En 1979, Les Têtes brûlées déboule sur TF1 et met un grand coup d’hélice dans les soirées françaises. Chaque dimanche, la famille se cale devant la télé pour suivre les aventures de Gregory « Pappy » Boyington et de ses pilotes indisciplinés. Pas de réalisme poisseux, mais du grand spectacle : Corsair filmés en vol réel, Zéros japonais qui explosent comme dans un jeu vidéo et une camaraderie virile arrosée de whisky au mess.
Créée aux États-Unis en 1976 par Stephen J. Cannell, la série s’inspire très (très) librement des mémoires de Boyington. Dans la vraie vie, l’escadrille VMF-214 n’était pas une bande de repris de justice, mais des pilotes aguerris regroupés en urgence. Peu importe : à l’écran, ce sont des marginaux héroïques, une sorte de commando rock’n’roll transposé dans le Pacifique.
Vu a la TV ?
Gregory « Pappy » Boyington, l’homme derrière la série
Avant d’être transformé en héros de télé pop par Stephen J. Cannell, Gregory Boyington (1912–1988) était un vrai pilote de chasse au caractère rugueux. Ancien des Flying Tigers en Chine, il rejoint ensuite le Corps des Marines et prend la tête de l’escadrille VMF-214. Ses hommes ne sont pas des repris de justice mais des pilotes chevronnés réunis à la hâte, surnommés Black Sheep (« brebis galeuses ») pour leur côté hétéroclite.
Boyington se distingue dans le Pacifique par ses coups d’éclat mais aussi par son tempérament explosif, son goût immodéré pour l’alcool et les bagarres. Capturé en 1944 après avoir abattu plus d’une vingtaine d’avions japonais, il passe près de 20 mois prisonnier, avant d’être libéré à la fin de la guerre.
Ses mémoires, publiées en 1958 (Baa Baa Black Sheep), offrent un récit franc et désabusé : mélange de gloire, de traumatismes, de coups de gueule et de détestation de l’armée autant que d’amour du vol. C’est ce livre qui servira de point de départ à la série télé… mais à la sauce années 70 : l’âpreté de Boyington est gommée au profit d’un chef d’escadrille bon camarade, meneur d’une bande de fêtards attachants.

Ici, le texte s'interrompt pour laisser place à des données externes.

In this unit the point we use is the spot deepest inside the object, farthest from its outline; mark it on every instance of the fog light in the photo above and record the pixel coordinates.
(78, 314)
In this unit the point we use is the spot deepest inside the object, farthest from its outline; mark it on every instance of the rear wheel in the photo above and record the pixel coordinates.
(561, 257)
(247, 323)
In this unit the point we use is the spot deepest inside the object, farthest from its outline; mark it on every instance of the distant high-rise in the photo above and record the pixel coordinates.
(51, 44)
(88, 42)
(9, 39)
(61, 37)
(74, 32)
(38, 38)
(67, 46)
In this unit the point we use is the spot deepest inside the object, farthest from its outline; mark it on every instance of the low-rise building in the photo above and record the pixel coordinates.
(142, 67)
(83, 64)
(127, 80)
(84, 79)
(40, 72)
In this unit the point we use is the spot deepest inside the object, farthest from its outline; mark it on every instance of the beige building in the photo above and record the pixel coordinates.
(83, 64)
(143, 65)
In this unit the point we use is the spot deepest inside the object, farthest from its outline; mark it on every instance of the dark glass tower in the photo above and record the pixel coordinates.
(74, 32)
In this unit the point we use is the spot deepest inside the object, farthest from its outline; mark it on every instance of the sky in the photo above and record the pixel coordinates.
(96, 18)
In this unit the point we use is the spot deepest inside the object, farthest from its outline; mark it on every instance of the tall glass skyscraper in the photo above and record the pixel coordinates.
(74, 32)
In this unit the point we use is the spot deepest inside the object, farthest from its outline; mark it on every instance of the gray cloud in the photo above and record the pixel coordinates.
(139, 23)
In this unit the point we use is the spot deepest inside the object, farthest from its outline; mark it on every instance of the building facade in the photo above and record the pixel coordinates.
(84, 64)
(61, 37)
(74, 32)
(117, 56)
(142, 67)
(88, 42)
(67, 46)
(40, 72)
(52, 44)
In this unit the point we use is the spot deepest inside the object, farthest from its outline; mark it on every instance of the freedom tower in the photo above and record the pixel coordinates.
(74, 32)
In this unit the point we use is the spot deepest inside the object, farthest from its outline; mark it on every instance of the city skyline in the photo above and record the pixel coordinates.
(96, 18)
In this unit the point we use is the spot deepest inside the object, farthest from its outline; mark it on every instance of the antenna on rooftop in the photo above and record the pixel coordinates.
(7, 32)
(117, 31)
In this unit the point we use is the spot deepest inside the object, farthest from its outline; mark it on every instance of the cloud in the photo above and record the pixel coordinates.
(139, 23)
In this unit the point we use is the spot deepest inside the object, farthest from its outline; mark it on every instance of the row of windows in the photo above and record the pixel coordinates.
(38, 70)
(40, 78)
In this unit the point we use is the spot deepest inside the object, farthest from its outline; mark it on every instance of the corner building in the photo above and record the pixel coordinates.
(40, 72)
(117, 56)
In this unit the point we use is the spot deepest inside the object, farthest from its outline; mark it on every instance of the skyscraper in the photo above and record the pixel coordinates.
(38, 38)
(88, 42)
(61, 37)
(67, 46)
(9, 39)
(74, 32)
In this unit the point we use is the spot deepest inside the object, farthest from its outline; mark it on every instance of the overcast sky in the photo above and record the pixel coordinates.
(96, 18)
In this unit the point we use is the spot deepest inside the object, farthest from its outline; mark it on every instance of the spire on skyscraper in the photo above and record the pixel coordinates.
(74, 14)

Pour le rôliste, l’écart entre le Boyington réel, marqué par la guerre et l’alcool, et son double télévisuel, capitaine de BD souriant, est une matière en or : jouer la frontière entre la légende et la réalité.
Bibliographie sélective
- Gregory Boyington, Tête brûlée. Ma véritable histoire,Jpo Altipresse (mars 2015)
- Nicolas Bernard — La Guerre du Pacifique 1941-1945 (Tallandier, 2016)
- Frédéric Guelton / John Curatola — La Guerre du Pacifique (Glénat, 2025)
- Collection Docavia — La bataille aéronavale de Midway (Bernard Millot, Larivière)
- Ian W. Toll — Pacific Crucible: War at Sea in the Pacific, 1941-1942 (en anglais)
- Michael Claringbould & Peter Ingman — South Pacific Air War, Vol.1: The Fall of Rabaul (December 1941-March 1942) (en anglais)
Une série culte côté hexagone

La France de la fin des années 70 raffolait déjà des films de guerre à grand spectacle (Les Canons de Navarone, La Bataille d’Angleterre en rediff’ télé).
Les Têtes brûlées a ajouté une touche pop : humour bravache, rythme soutenu et surtout le luxe incroyable de voir voler des Corsair pour de vrai. La VF, menée parJacques Thébault sur Robert Conrad, a fini de donner ce côté « BD vivante » qui a marqué les esprits.


Oui, les historiens grincent : dogfights interminables, Japonais stéréotypés, Boyington transformé en boute-en-train jovial. Mais pour le public français, c’était une madeleine de guerre soft : assez d’action pour rêver, pas assez de noirceur pour déranger.
D’où son succès durable, renforcé par les maquettes Heller (ou Revell) et les posters d’aviation dans les chambres d’ados.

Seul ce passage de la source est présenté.